How it SHOULD work:
Takes the input, < = 0 and > = 1. It takes your <>'s and turns them into their number (this part works) but then it is supposed to turn them into text by looking at a list. (i need help here < <)

No, but ASCII codes are in binary. And it looks like you are using ASCII codes there, so I think all you need is a binary-to-decimal thing. I'll go make that.

This pushes one of my buttons. You're not converting the binary (a character string) to decimal (a different character string); you're converting it to a number! Note that, although you operate on the input character by character (with ALL BUT FIRST OF and LETTER LAST OF), you compute the output by doing arithmetic, + and ×. (And note also that there's no mention of 10, ten, as there would be if you were converting to decimal.

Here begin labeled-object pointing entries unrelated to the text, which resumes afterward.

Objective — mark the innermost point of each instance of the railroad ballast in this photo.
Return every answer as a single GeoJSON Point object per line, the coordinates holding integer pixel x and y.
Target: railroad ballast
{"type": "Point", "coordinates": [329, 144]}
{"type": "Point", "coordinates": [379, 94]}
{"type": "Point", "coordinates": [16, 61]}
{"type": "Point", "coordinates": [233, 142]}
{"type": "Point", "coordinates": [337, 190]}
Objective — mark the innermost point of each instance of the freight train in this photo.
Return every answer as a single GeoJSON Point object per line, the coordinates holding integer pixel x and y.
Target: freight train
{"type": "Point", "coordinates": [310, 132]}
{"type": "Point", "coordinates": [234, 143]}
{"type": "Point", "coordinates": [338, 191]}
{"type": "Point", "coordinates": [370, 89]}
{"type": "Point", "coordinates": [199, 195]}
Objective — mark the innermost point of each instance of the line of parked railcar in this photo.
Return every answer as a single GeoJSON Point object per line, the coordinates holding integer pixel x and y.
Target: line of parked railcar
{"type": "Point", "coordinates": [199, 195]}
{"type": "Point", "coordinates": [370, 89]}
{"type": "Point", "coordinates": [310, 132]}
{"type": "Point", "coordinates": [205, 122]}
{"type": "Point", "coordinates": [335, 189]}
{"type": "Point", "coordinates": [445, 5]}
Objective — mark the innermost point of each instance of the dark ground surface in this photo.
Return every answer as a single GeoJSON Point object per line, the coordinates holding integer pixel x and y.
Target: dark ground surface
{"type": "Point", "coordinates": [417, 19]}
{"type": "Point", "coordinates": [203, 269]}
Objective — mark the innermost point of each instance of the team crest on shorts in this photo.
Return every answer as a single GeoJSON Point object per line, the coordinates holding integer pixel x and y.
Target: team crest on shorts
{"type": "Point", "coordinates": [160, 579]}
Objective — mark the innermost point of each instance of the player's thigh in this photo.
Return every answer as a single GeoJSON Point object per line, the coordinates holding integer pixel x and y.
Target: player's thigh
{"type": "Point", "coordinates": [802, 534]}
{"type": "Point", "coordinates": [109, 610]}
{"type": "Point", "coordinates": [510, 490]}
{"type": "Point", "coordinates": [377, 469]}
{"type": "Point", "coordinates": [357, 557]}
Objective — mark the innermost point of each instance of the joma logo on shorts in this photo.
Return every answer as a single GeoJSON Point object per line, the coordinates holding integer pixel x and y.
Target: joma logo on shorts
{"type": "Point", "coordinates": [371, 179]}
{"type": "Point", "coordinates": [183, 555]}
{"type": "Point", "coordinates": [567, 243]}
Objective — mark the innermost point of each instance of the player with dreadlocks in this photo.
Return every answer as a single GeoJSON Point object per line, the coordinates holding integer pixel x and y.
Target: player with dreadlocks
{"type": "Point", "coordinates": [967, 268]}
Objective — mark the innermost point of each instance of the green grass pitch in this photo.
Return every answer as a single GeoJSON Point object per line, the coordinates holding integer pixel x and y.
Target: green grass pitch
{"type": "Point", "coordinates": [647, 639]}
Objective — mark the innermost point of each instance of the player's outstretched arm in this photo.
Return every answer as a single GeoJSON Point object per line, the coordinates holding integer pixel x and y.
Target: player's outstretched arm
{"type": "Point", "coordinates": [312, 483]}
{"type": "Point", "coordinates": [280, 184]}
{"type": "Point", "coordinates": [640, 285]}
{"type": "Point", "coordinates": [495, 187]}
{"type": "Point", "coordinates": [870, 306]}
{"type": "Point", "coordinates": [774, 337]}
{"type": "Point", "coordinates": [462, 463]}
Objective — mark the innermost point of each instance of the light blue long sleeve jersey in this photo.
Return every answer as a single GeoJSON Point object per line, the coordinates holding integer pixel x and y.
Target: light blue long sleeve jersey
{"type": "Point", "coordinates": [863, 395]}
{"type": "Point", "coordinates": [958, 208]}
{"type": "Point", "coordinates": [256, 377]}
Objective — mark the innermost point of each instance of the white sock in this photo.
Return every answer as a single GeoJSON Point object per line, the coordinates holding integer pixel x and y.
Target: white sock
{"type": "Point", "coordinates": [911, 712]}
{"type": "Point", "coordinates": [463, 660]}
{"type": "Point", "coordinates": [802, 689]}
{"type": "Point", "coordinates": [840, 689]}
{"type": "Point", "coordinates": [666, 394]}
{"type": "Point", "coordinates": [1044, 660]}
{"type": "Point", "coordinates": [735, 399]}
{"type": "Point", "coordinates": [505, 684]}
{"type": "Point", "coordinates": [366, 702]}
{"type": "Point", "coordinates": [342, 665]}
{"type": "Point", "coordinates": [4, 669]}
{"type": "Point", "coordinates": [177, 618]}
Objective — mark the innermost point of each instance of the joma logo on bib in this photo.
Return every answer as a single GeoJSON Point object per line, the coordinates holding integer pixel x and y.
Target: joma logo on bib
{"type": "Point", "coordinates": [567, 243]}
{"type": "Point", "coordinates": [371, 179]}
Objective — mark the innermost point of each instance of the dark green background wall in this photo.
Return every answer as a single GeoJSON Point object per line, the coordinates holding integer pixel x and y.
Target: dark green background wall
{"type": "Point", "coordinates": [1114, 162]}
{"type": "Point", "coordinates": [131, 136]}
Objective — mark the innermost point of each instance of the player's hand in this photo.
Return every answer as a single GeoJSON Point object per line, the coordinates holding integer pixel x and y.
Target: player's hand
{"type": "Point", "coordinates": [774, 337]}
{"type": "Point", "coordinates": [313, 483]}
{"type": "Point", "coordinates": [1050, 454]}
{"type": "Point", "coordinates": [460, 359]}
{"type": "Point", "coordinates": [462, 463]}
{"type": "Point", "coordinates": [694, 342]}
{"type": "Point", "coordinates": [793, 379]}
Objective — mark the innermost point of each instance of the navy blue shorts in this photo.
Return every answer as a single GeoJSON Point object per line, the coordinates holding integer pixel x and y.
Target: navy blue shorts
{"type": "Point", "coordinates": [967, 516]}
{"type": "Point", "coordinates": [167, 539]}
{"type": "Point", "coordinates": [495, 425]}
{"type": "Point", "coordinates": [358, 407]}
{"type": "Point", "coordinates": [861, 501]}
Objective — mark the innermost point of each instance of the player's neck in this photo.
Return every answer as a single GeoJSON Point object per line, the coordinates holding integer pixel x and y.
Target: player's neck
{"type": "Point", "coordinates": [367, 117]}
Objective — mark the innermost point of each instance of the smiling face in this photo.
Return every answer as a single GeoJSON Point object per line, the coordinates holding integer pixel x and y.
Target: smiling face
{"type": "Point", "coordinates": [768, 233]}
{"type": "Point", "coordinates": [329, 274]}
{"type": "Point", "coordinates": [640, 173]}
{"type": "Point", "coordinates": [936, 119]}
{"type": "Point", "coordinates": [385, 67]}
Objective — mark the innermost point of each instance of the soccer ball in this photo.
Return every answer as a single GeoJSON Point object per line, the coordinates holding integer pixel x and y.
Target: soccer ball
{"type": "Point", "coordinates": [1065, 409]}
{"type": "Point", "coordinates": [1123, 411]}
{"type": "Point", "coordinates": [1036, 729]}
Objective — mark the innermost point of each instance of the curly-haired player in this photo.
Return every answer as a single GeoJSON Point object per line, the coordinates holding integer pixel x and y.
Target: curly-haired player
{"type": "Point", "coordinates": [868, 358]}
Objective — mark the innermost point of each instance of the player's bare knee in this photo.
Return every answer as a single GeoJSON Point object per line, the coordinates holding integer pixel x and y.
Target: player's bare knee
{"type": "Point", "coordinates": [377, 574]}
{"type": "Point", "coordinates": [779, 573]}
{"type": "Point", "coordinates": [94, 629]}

It so happens that Snap! converts numbers to decimal numerals when needed for display purposes.

Also, that join of reverse of butfirst of split for each bit isn't very efficient or elegant. How about this:

We really should invent an optional input feature so you could have an input named bits whose default value would be reverse of split of bin, and in the recursive call you could provide that input explicitly with butfirst of bits as its value. Someday...

I'd have to look at your code to be sure, but I think the inputs to your bin-+ procedure are numerals (text strings made of digits), not numbers (atomic numeric values with no specific representation).

Snap! goes out of its way to confuse this distinction by automatically converting strings of digits to numbers when you do arithmetic on them, and converting numbers to strings of digits when you do text operations (e.g., JOIN) on them. This automatic conversion is a great help to beginners because they don't have to think about data types at all — until they want to convert to/from binary. And armies of teachers, including the ones who make the code.org videos, exacerbate the situation by pretending there is such a thing as a "binary number." (Numbers have no base; what they mean is "binary numeral.")

This is why your conversion procedure doesn't "convert binary to decimal." It converts binary (numerals) to numbers.

Binary conversion is notoriously hard for students. One reason is that far too many kids get out of elementary school not really understanding place value. But another reason is that they think they're converting numbers to different numbers, and that makes no sense, so it can't lead to inventing an algorithm.

P.S. Those input slots should really be of type Text (or Any), not type Number. This would quickly become obvious if you were dealing with base 16 instead of base 2.

I just used an example, hardcoding the output 1111.

I agree that numbers don't have a base.

I think "number" is an abstract noun--you can't see one. Which is why, in the example I gave there, I believe both outputs to be sequences of numerals, as you can see them.

Yes, I agree, technically even the representation inside the computer isn't a number; it's a (binary) numeral. But the computer's circuitry can do arithmetic on those internal bit sequences, whereas it can't do arithmetic on strings of Unicode characters, even if those characters are all '0' or '1'. So if your goal is to write code, or understand someone else's code, it's useful to make the distinction between strings of Unicode digits ("numerals") and the internal strings of bits ("numbers").

And, in particular, if you're trying to write a function whose domain is "numerals" and whose range is "numbers," or the other way around, I think it's very helpful to keep that distinction in mind. Your code has to do text operations (JOIN, SPLIT, LETTER _ OF, etc.) on "numerals" but arithmetic operations on "numbers."

Snap!'s + function doesn't really operate on strings of decimal digits, even though it looks that way to the user (because, as you say, we can't show the user a number, or even a "number"). What really happens is that Snap! translates the numerals you type into "numbers," the things that computers can do arithmetic on, then adds the two results of that conversion, and then converts back to an external numeral.

Back in the day, Lisp interpreters had two special variables named IBASE (input base) and OBASE (output base) that you could set to change how it did this behind-the-scenes conversion from numerals to "numbers" (IBASE) and from "numbers" to numerals (OBASE). You could even (SETQ OBASE 'ROMAN) and then 3+5 would show its result as VIII. :~)

With the way characters are stored, it technically can. Higher-level languages don't usually permit that, though. (one I can think of that can is Befunge).

Yeah.

Of course it's way more complicated (a half-adder takes two bits and returns two bits (i1 & i2 and i1 ^ i2) and a full adder takes three bits and returns two ((ic & (i1 ^ i2)) | (i1 & i2) and i1 ^ i2 ^ ic)) but...

Eh? It can, I suppose, have circuitry to convert between digit strings and numbers, but if it just tries to do arithmetic on the digit strings as is, carrying won't work; it'll be as if you were computing in base 256.

Not that modern computers use ripple carry, which takes time proportional to the width of the processor. :~)

I think you can probably find running versions of MacLisp online. I have no idea where my Common Lisp manual is, but if it doesn't do that, I'm sure someone has written an add-on to do it!